Indian cities have the highest level of air pollutions in the world surpassing China with over 4000 schools closed due to air pollution in the past week. Glaciers melting with temperatures 26degrees higher than normal in Greenland and Antarctica leading to high tide and sea level rise.

We have to change because we are in the process of destroying human civilisation.

The World Economic Forum says the climate crisis is the number one treat to global economy. Japan and China are the number 1 and 2 subsidizers of building dirty coal burning plants in places like Indonesia, Vietnam and other developing countries. Although they are doing a lot better than the United States on so many metrics.

The good news is we have the solution at hand. Take for example, 17 years ago there was the most optimistic projection that the world will reach 30gigawatts of wind by 2010. However, we have exceeded that 16 times over.

Wind energy is now the cheapest form of electricity. Denmark is one of the leaders that reached more than 100 percent of their needs for 24 hours of one-day last year. US has enough wind energy to power more than 25 million homes. On a global scale, wind can supply 40 times as much energy as the entire global economy consumes.

4For solar energy, 15 years ago, the most optimistic projection for solar was 1 gigawatts per year of new capacity. Last year, that projection is exceeded 75 times over.

A number of countries are planning a fossil fuel vehicle phase out between 2025 and 2040 namely Norway, Netherlands, Indian, Scotland, France and Britain.
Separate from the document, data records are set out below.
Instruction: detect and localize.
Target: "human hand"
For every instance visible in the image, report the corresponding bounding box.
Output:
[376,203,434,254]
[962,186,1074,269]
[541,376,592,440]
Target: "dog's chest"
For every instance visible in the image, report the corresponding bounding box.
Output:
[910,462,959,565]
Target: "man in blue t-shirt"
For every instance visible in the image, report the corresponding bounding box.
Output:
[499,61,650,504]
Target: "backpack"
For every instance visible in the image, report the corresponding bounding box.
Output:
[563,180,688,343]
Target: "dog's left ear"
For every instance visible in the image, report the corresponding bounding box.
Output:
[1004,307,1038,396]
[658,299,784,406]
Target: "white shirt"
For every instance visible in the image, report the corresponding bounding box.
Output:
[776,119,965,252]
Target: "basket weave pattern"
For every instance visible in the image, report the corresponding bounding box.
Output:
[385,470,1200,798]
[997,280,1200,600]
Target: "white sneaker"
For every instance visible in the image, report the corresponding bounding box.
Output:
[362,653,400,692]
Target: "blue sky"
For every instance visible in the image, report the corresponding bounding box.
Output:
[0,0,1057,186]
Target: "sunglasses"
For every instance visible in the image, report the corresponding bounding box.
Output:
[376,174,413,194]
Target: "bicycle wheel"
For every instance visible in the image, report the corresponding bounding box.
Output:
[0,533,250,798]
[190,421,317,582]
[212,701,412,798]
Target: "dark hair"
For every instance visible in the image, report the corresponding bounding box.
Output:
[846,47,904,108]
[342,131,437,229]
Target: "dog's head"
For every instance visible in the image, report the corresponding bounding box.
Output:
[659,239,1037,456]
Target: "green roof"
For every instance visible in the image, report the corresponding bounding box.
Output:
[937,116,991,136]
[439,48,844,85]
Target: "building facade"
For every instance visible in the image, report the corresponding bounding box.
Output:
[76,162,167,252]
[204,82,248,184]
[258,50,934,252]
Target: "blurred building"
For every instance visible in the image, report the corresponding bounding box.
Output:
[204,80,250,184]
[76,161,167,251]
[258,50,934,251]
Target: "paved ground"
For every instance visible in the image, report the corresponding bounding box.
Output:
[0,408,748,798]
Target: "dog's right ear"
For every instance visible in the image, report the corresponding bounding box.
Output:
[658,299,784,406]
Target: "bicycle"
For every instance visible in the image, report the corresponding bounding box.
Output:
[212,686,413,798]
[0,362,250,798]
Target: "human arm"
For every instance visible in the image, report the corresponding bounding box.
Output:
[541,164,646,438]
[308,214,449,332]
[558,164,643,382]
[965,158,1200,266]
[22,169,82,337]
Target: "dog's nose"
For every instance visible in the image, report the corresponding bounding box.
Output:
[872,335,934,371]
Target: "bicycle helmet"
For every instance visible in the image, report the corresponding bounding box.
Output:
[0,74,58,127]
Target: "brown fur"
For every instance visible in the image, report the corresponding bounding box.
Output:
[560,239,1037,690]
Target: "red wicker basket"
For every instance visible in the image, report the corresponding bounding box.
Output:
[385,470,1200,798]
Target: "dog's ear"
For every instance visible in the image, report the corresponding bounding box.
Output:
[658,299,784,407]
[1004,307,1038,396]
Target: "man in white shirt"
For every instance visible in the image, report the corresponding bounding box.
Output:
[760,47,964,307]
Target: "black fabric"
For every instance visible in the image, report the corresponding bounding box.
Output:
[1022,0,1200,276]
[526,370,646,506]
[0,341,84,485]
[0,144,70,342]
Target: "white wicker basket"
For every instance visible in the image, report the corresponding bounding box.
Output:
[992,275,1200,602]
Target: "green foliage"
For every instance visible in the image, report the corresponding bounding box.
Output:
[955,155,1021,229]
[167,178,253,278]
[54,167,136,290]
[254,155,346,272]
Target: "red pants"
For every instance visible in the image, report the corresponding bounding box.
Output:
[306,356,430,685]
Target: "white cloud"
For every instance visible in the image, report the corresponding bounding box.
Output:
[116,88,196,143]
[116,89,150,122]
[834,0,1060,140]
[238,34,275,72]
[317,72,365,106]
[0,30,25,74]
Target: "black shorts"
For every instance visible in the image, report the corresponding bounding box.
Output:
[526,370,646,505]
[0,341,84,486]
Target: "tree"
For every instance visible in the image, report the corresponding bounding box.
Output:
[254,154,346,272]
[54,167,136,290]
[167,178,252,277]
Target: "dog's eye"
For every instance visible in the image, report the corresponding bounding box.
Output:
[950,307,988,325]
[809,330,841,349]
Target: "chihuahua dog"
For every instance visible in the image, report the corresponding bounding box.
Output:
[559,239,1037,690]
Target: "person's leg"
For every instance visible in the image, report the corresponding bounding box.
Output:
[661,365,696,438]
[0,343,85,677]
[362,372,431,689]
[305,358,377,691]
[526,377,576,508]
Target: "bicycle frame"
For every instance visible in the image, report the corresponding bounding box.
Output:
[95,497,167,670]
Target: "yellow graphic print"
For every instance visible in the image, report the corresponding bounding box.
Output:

Solar and wind contributes about 70% to the electric generation capacity of U.S. In the U.S, hundred leading multinational companies have pledged their to support to the Paris agreement regardless of U.S exit from the agreement.

In all, the consequences of climate change across the globe indicates why we have to change NOW!!!

Samuel Adeyanju from Nigeria, is an MSc student at the faculty of Forestry, University of British Columbia (UBC), Canada.